The League of Women Voters Alaska has joined the campaign to pass the VRAA, now the John Lewis Voting Rights Advancement Act, because Alaska was one of the targeted states in the original Voting Rights Act of 1965 and its amendments.

—Judy Andree (she/her), Alaska

Alaska has the highest proportion of indigenous citizens of any state and is one of the few where indigenous languages are alive and spoken as the first language in Alaska Native homes, particularly in southwest and northern Alaska. Unfortunately, we had a territorial history of imposing barriers to Alaska Native voters, particularly in the form of an English-language literacy test required for voter registration that only came off the books in 1970 after 11 years of statehood. The test is gone, but there have been important court cases as recently as the last decade that have resulted in ballots and voter information published in major Alaska Native languages and Tagalog.    

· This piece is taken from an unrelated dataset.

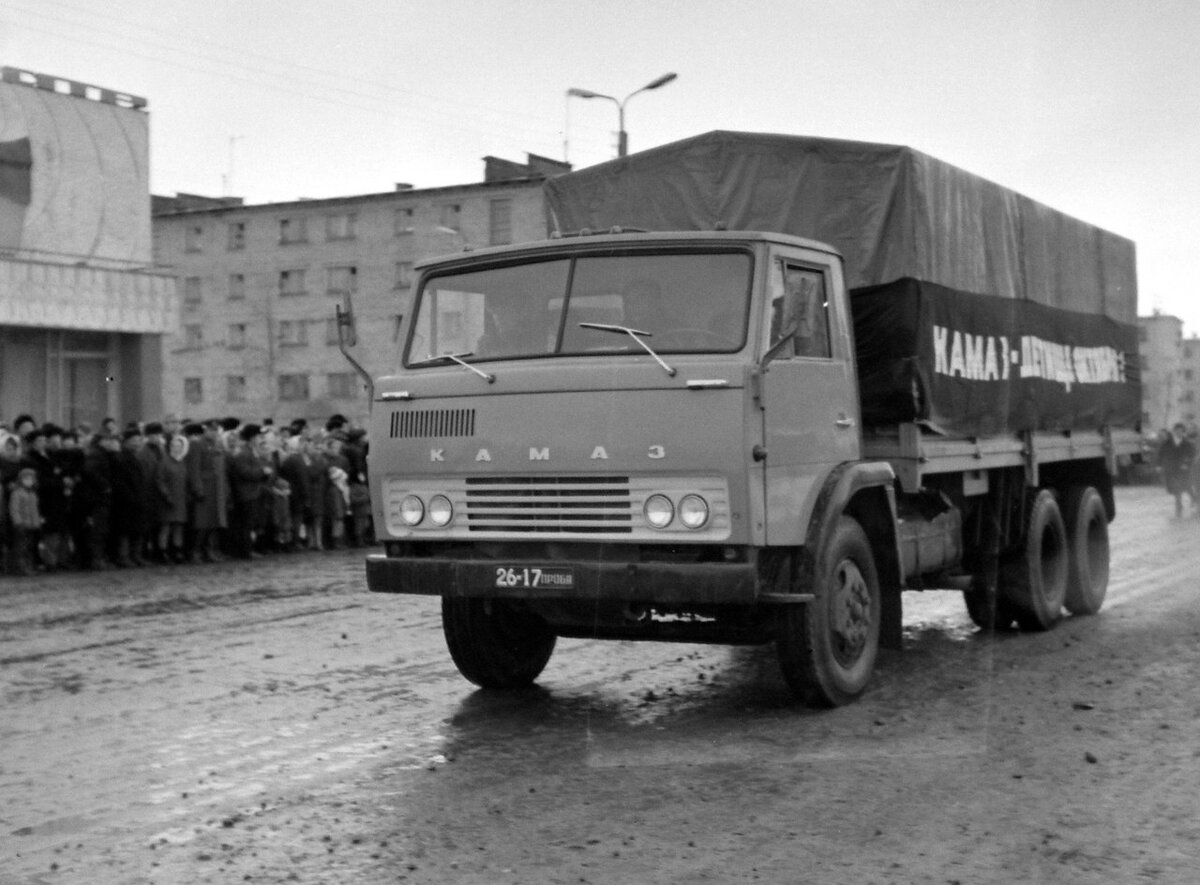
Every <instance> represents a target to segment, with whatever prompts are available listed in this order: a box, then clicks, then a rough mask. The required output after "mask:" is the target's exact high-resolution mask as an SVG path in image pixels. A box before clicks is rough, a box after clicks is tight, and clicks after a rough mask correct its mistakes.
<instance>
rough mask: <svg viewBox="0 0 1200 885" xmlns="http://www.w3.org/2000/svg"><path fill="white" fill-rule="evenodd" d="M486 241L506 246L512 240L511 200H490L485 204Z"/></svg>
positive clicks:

We’ve been able to successfully meet with both of our U.S Senators. We thanked Senator Murkowski for her support in co-sponsoring the VRAA and hope to bring Senator Sullivan on board as well. We are continuing to campaign on social media for the VRA and honor the legacy of Congressman John Lewis who fought for voting rights throughout his career.  

The Voting Rights Advancement Act (VRAA) restores and modernizes the protections of the original Voting Rights Act and would remedy what has become in many localities a pattern of minority voter suppression.

—Fran Wagner (she/her), Kentucky

As citizens today are demanding an end to systemic oppression of Black people by the justice system, their call must be extended to include bringing an end to voter suppression. In Kentucky, as thousands of demonstrators call for justice for the killing of Breonna Taylor by Louisville police, legislators and our Secretary of State are imposing registration and voting restrictions that unduly impact people of color, low-income citizens, and the elderly.   

As part of a statewide education/advocacy campaign about the VRAA, Kentucky League members have reached out to Senator Mitch McConnell asking him to support a hearing on the bill (passed by the House in December) and its passage in the Senate. We hope, moreover, there will be an opportunity to build on the recent momentum to name the VRAA legislation in honor of John Lewis who was instrumental in the passage of the 1965 VRA. Senator McConnell does have a record of consistently voting for re-authorization of the VRA until the Supreme Court decision striking down key parts.  While the Senator’s support for VRAA appears unlikely now, national public opinion may be swinging in the bill’s favor making him more open to its passage.  

Across these states, our State leaders and their volunteers have been successful in steering conversations on voting rights and getting the attention of their U.S. Senators. They have spent time organizing townhalls and forums, writing postcards to Senate offices, and most importantly keeping the fight for voting rights invigorated amid a pandemic. Our League members have shown that 55 years of expanded voting rights and protections for Americans cannot be forgotten.  

As they all agree, there is still a lot of work to be done across the country in meeting both the historical moment we are in and paving the way for a future that protects and defends civil rights. On the 55th anniversary of the VRA, we honor the legacy of Congressman John Lewis, the continued fight for voting rights, and the vision for a future where access to the ballot box for all voters is unwavering.